„Es geht um so viel Geld, das so viele Länder in der Europäischen Union nötig haben und darauf warten, dass wir dafür nicht nur eine Lösung, sondern eine schnelle Lösung brauchen“, sagte Außenminister Heiko Maas in Berlin. „Ich bin mir sicher, dass wir die auch erreichen werden.“ Wie diese aussehen könnte, bleibt allerdings noch unklar.

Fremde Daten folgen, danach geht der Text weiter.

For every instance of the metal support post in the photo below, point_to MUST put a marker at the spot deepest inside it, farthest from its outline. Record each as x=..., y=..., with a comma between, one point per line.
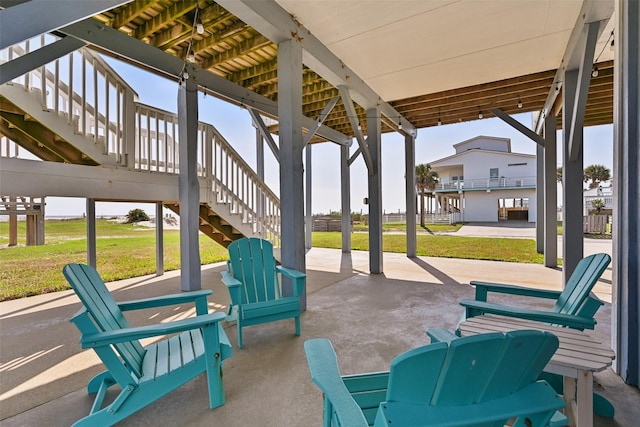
x=573, y=240
x=540, y=180
x=91, y=233
x=188, y=186
x=626, y=171
x=308, y=212
x=410, y=193
x=550, y=198
x=159, y=240
x=345, y=200
x=374, y=147
x=291, y=170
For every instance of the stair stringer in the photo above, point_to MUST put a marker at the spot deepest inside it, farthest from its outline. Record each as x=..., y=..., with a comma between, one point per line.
x=29, y=102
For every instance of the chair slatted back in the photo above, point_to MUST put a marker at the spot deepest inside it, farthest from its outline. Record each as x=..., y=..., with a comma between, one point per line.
x=581, y=282
x=470, y=370
x=253, y=264
x=106, y=314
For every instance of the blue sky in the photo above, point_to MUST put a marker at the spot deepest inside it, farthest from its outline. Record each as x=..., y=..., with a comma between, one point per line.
x=235, y=125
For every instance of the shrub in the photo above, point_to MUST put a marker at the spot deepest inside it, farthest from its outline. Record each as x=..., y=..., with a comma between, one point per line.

Deutschland hat noch bis zum Jahresende die EU-Ratspräsidentschaft inne und muss deswegen Kompromisse ausloten. Die polnische Regierung machte unterdessen deutlich, auf ein Angebot zu warten.

Ungarn und Polen hatten am Montag ihre Zustimmung zu einem 1,8 Billionen Euro schweren Finanzpaket der EU verweigert. Es besteht aus dem gut eine Billion Euro umfassenden EU-Haushaltsrahmen für die kommenden sieben Jahre und dem Hilfsfonds gegen die wirtschaftlichen Folgen der Corona-Krise von 750 Milliarden Euro.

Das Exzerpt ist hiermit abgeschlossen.